Un marché qui ne voit pas sa volatilité historique baisser, tout en conversant une volatilité implicite, mesurée notamment par le VIX, rester à un niveau très bas. Cette observation, associée à l'étude des volumes d'échanges depuis le début de l'année, montre un marché en phase de distribution.
Pour être complet côté valeurs, JCDecaux a grimpé de 3,3% en réaction à l'offre de rachat de Mubadala Capital sur son concurrent américain Clear Channel. Du coté des capitalisations de moyenne taille, Lumibird a pris 2,2% après avoir reçu une commande de la part de Rheinmetall qui laisse présager d'autres contrats. Un essoufflement du camp vendeur permettait à Soitec (+7,08%) et à Remy Cointreau (+4,70) de retrouver des couleurs.
De l'autre côté de l'Atlantique, les principaux indices sur actions ont terminé en ordre dispersé, à l'image du Dow Jones (+0,10%) et du Nasdaq Composite (-0,59%). Le S&P500, baromètre de référence de l'appétit pour le risque aux yeux des gérants de fonds, s'est contracté de 0,33% à 6 941 points.
Un point sur les autres classes d'actifs à risque: vers 08h00 ce matin
> Sur le marché des changes la monnaie unique se traitait à un niveau proche des 1,1850$.
> Le baril de WTI, l'un des baromètres de l'appétit pour le risque sur les marchés financiers, s'échangeait autour de 64,30$.
> Les Treasuries 10 years, rendement des obligations souveraines fédérales à échéance 10 ans, se négociaient légèrement au-dessus des 4,18%.
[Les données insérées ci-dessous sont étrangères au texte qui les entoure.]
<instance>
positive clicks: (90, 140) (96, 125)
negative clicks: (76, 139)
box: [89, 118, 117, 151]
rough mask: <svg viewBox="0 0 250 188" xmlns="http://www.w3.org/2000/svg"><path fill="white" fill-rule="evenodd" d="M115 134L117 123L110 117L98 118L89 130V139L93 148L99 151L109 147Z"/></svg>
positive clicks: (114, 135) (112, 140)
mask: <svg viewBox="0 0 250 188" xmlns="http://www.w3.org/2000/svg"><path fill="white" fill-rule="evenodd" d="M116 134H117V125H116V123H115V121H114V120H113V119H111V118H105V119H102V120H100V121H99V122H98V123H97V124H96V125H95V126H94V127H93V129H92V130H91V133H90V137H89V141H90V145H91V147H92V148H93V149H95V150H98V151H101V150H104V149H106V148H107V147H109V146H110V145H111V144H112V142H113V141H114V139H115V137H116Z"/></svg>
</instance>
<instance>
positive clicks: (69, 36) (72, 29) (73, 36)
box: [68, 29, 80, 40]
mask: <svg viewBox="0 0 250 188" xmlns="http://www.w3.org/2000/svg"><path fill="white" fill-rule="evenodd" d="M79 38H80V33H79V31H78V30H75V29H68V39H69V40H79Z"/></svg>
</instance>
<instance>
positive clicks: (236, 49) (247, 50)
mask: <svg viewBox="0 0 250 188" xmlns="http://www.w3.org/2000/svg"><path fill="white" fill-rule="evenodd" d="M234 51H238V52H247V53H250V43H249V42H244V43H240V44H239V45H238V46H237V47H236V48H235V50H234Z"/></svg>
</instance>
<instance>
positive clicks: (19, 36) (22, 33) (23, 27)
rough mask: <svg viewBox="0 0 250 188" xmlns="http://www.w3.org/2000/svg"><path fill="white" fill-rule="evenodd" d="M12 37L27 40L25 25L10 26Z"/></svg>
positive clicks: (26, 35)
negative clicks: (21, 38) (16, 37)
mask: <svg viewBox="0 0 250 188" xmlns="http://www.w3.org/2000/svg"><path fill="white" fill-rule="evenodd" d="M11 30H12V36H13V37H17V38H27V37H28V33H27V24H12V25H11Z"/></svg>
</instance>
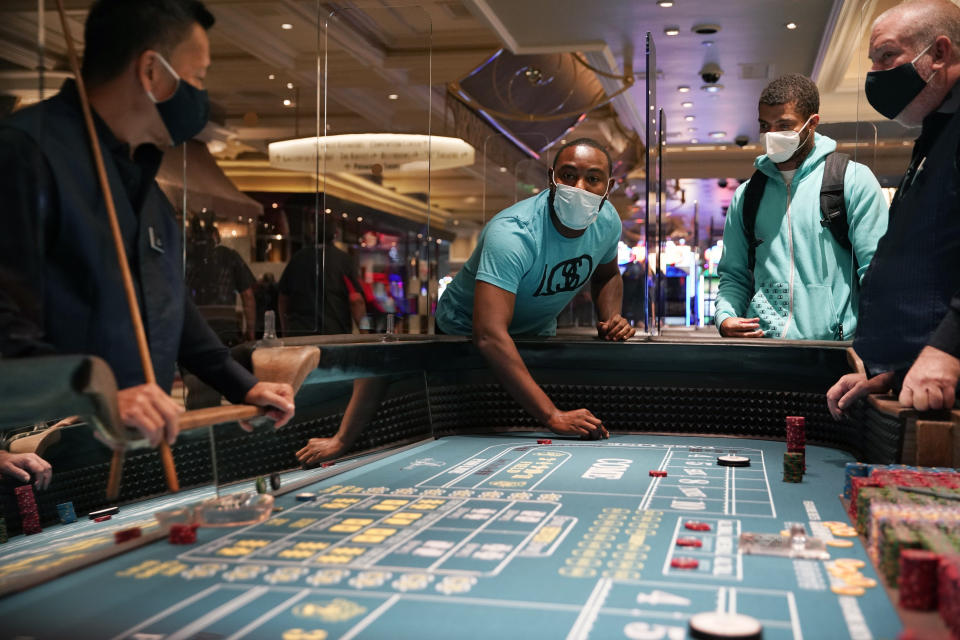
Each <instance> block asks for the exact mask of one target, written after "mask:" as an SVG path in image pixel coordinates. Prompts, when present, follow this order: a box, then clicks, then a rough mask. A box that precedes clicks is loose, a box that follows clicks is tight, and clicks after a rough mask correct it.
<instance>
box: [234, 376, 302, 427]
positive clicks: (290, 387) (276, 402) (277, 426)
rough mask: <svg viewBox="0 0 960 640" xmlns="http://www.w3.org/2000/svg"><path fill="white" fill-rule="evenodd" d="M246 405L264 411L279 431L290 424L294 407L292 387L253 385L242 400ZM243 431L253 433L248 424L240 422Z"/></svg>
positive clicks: (267, 383) (246, 423) (259, 384)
Le spread France / Allemagne, écart entre l'obligation souveraine française et son homologue référente allemande à 10 ans, vaut 60 points de base.
> Quant au VIX, il valait 17,36 à la dernière clôture du S&P500.
A l'agenda macroéconomique ce mercredi, à suivre en priorité le rapport NFP (pour Non Farm Payrolls) sur la santé de l'emploi privé outre Atlantique à 14h30.
ELEMENTS GRAPHIQUES CLES
Le niveau technique des 8 260 points - niveau clef - avait été franchi sur gap vendredi 09 janvier. Il aura été réintégré rapidement (19 janvier), sur gap encore plus ample, ce qui n'est pas une bonne nouvelle. En une séance seulement, l'indice a effacé tous les gains enregistrés depuis le début de l'année. Jeudi 22 janvier, la vapeur s'est brutalement inversée, avec la formation d'un gap haussier qui brouille les signaux techniques sur indicateurs oscillatoires. L'indice retrouve progressivement une sorte d'équilibre au cœur de son range automnal, au-dessus du seuil symbolique des 8 000 points.
La volatilité historique s'intensifie, provoquant un élargissement notable des bandes de Bollinger, comme nous l'avions connu au tournant du mois d'octobre. Dans l'immédiat, la distance entre les cours et la borne haute de ces bandes vaut moins de 100 points.
PREVISION
Au regard des facteurs graphiques clés que nous avons mentionnées, notre avis est négatif sur l'indice CAC 40 à court terme.
Ce scénario baissier est valable tant que l'indice CAC 40 cote en dessous de la résistance à 8500.00 points.